You are viewing a plain text version of this content. The canonical link for it is here.
Posted to user@ignite.apache.org by Thomas Kramer <do...@gmx.de> on 2021/11/17 09:34:36 UTC

Best way transferring large binary data to nodes

I'll need to transfer large amounts of binary data (in ~30MB chunks)
from the compute job sender to the nodes that run the compute jobs. The
data will be needed in the compute jobs but each chunk is only needed on
one node, while another chunk is needed on another node that computes
the same job. I'm wondering what is the most performant way doing this?

a) Technically I could use byte[] objects on the sender and use this in
IgniteCallable functions, is this efficiently transferring the data to
the nodes?

b) I could also first put the data into a cache on the job sender and
access the data on each node within the job. Ideally using co-location
features.

c) Is there a difference to B if I load the data into the cache using a
DataStreamer? Would it be more efficient?

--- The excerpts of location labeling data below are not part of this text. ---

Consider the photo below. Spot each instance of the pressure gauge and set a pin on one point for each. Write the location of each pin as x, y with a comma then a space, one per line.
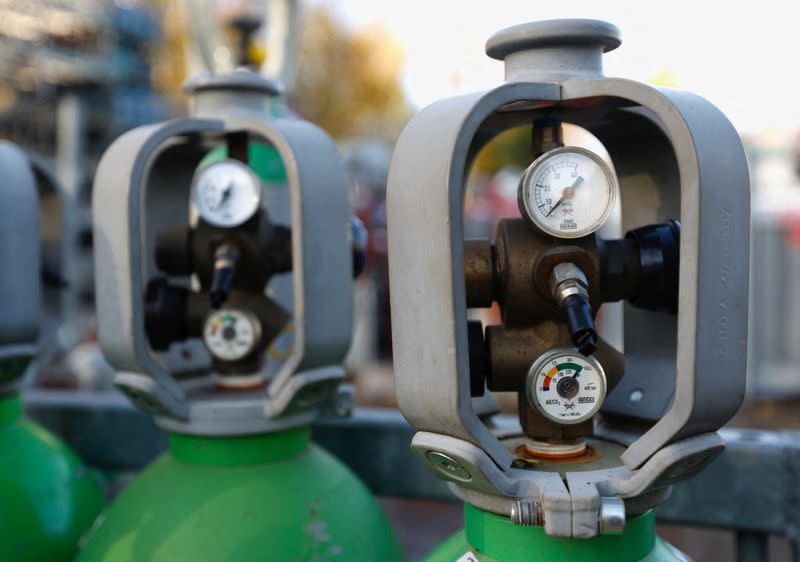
230, 334
226, 193
566, 386
568, 192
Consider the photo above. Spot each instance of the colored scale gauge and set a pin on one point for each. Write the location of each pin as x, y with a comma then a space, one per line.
226, 193
230, 334
565, 386
568, 192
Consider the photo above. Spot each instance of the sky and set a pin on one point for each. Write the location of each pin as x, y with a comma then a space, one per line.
742, 56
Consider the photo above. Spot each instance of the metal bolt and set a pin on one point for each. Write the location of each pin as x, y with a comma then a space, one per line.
567, 273
448, 467
612, 516
527, 513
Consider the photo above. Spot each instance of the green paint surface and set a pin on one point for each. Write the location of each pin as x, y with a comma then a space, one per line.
262, 158
47, 498
267, 498
492, 538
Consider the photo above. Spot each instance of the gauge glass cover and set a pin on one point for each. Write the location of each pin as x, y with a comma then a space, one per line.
568, 192
226, 193
230, 334
566, 386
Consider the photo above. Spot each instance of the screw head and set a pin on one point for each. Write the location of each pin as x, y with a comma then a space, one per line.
448, 467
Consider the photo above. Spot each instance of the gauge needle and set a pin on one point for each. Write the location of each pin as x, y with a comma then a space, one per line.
226, 193
566, 194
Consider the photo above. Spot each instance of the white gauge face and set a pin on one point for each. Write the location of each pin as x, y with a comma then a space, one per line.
566, 386
231, 334
568, 192
226, 193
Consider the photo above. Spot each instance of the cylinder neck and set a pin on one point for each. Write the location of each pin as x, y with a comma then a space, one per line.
240, 90
498, 538
10, 409
239, 450
554, 50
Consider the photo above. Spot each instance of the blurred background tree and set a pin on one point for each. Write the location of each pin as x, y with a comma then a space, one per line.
349, 82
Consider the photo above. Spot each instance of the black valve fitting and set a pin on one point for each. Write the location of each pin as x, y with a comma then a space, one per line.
225, 259
165, 313
581, 323
643, 267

d) Of course I could also use something outside of Ignite, i.e. JeroMQ.
Is this the most efficient way transferring data?

Appreciate any help on this.


Re: Re: Best way transferring large binary data to nodes

Posted by Pavel Tupitsyn <pt...@apache.org>.
I think it should be fine.

With thousands of items, we usually may want to do additional
buffering/batching (offered by APIs like DataStreamer),
but since one item is already 30MB, this may not be necessary.

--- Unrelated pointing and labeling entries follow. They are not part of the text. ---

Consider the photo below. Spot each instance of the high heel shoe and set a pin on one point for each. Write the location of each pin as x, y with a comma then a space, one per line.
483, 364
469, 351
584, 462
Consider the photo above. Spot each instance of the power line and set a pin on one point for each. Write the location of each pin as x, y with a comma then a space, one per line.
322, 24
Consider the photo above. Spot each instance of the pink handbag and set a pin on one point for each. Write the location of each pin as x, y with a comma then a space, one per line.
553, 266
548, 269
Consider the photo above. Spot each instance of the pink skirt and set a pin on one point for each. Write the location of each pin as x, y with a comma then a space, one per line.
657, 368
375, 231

If you decide to try DataStreamer, note that the default batch size is
1024, and 1024*30MB = 3GB, which exceeds the maximum message size of 2GB.
See perNodeBufferSize, perThreadBufferSize [1]

[1]
https://ignite.apache.org/releases/latest/javadoc/org/apache/ignite/IgniteDataStreamer.html

On Wed, Nov 17, 2021 at 8:04 PM Kramer <do...@gmx.de> wrote:

> It will be thousands of chunks of each 30MB in very short time. Still fine
> to use IgniteCompute simplified like this to pass the byte data over to
> nodes?
>
>
>         try (Ignite ignite = Ignition.start())
>         {
>             final byte[] buffer = new byte[30 * 1024 * 1024];
>             int length = ignite.compute().call(new
> IgniteCallable<Integer>()
>             {
>                 @Override
>                 public Integer call() throws Exception
>                 {
>                     // do something with buffer
>                     // ...
>                     // ...
>                     return buffer.length;
>                 }
>             });
>
>             System.out.println("Length: " + length);
>         }
>
>
>
> *Gesendet:* Mittwoch, 17. November 2021 um 15:27 Uhr
> *Von:* "Pavel Tupitsyn" <pt...@apache.org>
> *An:* "user" <us...@ignite.apache.org>
> *Betreff:* Re: Best way transferring large binary data to nodes
> If you only need to process the data, but not store it, I would suggest
> using IgniteCompute.
> Yes, sending byte[] is efficient. 30MB is not that much and should be fine.
>
> On Wed, Nov 17, 2021 at 12:34 PM Thomas Kramer <do...@gmx.de> wrote:
>
>> I'll need to transfer large amounts of binary data (in ~30MB chunks)
>> from the compute job sender to the nodes that run the compute jobs. The
>> data will be needed in the compute jobs but each chunk is only needed on
>> one node, while another chunk is needed on another node that computes
>> the same job. I'm wondering what is the most performant way doing this?
>>
>> a) Technically I could use byte[] objects on the sender and use this in
>> IgniteCallable functions, is this efficiently transferring the data to
>> the nodes?
>>
>> b) I could also first put the data into a cache on the job sender and
>> access the data on each node within the job. Ideally using co-location
>> features.
>>
>> c) Is there a difference to B if I load the data into the cache using a
>> DataStreamer? Would it be more efficient?
>>
>> d) Of course I could also use something outside of Ignite, i.e. JeroMQ.
>> Is this the most efficient way transferring data?
>>
>> Appreciate any help on this.
>>
>
>

Aw: Re: Best way transferring large binary data to nodes

Posted by Kramer <do...@gmx.de>.
It will be thousands of chunks of each 30MB in very short time. Still fine to
use IgniteCompute simplified like this to pass the byte data over to nodes?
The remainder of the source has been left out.